Please see https://github.com/Foo-Foo-MQ/foo-foo-mq/actions/runs/7660491629/job/20877897843 I may try to dig into why as well.
@DavidWittman @doubliez I think I am approaching the answer. It looks like the this.handle("failed");
is the problem. The code will already handle the "failed" as a result of the this.transition("failed");
For more context if you look here https://github.com/Foo-Foo-MQ/foo-foo-mq/blob/main/src/connectionFsm.js#L192 during the state transition _replay
is called which in turn does the this.handle
So what appears to be the problem relative to the tests was multiple #.connection.failed
events were getting emitted when only one was necessary.
For anyone curious to try this out put a .only
on the mocha tests in badConnection.spec.js and addPassiveQueue.spec.js then put back in the commented out code here https://github.com/Foo-Foo-MQ/foo-foo-mq/blob/main/src/connectionFsm.js#L71-L75 and run the tests. They will fail. But if you remove the this.handle('failed');
the tests will pass.
What I could use confirmation from you all is any additional context of why the this.handle('failed');
was added as part of this PR. Were you not getting the event to listen to just off of the transition?
Send channel failures up to the connection so that they can be handled appropriately. Previously, errors on channels caused silent failures which could result in queues being unable to receive messages without any indication of failure, such as described in https://github.com/arobson/rabbot/issues/155.
This approach is a bit naive in that it causes the whole connection to fail when an a single channel fails, but I don't think the abstractions in this library allow for the user to respond to channel-level events.

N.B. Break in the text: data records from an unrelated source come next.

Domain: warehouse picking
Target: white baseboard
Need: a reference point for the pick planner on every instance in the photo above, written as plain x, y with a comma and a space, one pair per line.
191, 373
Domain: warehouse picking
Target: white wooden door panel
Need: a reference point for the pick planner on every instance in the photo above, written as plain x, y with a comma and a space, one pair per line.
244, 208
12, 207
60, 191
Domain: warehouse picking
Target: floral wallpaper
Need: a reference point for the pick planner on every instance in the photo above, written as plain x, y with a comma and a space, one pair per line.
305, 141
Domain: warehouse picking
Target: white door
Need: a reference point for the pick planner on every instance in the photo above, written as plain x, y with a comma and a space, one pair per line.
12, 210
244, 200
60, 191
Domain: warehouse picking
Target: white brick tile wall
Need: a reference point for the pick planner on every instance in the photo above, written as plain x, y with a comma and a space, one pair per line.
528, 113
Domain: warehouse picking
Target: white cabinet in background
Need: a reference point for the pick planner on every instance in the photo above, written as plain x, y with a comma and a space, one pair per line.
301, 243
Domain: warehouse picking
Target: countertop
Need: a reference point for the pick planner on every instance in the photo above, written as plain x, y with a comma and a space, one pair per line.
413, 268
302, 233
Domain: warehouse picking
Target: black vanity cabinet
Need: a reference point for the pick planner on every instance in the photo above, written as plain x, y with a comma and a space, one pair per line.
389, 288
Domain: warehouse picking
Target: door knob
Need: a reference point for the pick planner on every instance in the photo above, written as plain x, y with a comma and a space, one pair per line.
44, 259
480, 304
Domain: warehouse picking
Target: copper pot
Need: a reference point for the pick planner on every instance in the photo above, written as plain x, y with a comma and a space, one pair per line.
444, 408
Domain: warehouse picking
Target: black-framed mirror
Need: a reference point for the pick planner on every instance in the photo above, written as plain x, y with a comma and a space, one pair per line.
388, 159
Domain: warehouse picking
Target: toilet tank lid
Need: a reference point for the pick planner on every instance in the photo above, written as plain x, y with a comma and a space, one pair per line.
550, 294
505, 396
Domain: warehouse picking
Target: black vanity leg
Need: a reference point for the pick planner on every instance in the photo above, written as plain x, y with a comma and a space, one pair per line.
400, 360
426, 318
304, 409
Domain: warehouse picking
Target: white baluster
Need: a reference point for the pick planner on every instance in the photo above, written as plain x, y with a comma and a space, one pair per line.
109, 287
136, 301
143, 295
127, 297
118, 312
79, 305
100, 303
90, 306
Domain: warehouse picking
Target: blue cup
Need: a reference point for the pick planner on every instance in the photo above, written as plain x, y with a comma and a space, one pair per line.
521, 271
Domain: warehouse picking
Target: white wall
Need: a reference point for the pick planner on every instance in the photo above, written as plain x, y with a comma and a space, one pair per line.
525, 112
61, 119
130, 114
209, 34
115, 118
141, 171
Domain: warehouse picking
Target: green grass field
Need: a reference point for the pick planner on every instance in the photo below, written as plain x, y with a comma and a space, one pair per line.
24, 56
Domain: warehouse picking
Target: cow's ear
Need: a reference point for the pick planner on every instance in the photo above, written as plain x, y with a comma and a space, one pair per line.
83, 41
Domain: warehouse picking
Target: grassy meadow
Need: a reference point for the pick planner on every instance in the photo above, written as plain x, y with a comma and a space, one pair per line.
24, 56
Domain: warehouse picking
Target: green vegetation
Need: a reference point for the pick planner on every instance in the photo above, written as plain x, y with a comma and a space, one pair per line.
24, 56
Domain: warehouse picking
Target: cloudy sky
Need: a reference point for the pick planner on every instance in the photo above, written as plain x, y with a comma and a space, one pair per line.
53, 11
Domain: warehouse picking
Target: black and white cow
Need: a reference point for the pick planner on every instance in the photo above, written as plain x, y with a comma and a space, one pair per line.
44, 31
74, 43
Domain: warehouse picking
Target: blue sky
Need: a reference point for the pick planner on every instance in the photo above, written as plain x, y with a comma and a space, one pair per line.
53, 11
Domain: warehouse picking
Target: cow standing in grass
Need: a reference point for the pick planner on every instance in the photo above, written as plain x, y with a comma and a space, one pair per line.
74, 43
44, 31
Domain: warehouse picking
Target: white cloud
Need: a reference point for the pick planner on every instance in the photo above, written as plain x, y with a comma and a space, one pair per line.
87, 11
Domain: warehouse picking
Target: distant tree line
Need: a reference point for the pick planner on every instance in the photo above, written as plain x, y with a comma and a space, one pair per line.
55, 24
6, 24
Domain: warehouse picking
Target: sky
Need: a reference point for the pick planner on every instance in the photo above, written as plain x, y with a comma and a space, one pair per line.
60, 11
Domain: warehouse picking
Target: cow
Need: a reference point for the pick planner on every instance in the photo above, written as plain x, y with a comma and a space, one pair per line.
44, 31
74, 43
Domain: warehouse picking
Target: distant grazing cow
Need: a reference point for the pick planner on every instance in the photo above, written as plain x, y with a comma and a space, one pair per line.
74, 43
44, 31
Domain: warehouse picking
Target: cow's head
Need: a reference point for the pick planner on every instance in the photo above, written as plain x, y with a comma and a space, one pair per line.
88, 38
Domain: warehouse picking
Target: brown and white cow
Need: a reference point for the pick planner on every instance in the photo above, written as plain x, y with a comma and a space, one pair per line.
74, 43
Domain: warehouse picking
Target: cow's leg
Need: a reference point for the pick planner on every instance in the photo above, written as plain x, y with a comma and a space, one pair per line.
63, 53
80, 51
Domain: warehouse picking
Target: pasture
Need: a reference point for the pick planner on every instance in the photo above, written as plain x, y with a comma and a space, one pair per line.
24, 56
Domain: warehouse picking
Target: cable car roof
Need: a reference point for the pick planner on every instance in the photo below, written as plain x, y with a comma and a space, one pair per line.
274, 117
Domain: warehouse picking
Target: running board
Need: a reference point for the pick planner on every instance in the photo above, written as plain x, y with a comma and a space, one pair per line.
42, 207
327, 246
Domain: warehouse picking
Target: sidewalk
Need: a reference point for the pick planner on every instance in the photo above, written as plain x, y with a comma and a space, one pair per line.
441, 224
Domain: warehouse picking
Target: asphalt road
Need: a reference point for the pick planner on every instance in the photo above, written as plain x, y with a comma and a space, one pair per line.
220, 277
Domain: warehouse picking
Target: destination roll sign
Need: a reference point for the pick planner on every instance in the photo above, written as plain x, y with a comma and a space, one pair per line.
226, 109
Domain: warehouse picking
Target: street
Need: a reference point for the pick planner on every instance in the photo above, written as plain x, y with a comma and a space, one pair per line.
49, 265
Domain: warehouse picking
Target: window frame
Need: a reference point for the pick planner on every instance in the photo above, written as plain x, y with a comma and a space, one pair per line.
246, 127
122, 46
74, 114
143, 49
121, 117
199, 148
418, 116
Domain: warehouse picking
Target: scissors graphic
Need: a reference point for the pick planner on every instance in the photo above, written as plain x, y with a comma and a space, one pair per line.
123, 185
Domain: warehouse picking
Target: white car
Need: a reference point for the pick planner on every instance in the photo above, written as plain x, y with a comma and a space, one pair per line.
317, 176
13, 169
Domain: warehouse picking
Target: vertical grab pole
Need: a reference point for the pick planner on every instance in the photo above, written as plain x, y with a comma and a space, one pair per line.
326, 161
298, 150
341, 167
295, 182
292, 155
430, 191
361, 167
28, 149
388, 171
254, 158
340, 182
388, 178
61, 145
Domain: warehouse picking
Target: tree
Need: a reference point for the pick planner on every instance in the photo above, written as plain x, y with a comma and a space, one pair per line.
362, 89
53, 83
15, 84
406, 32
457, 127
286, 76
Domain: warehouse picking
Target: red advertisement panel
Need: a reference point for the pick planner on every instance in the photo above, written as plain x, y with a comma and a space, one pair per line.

In my case, this type of failure occurred any time my consumers lost their connection to the RabbitMQ cluster and tried to send an ack for an old delivery tag to a different RMQ node in the cluster (i.e. queue is re-established on new node and batch acks send after reconnecting). This would result in the following error in amqplib:
But from the perspective of foo-foo-mq/rabbot, everything was fine. With these changes in place, I can at least listen for a
failed
event on the broker and respond appropriately.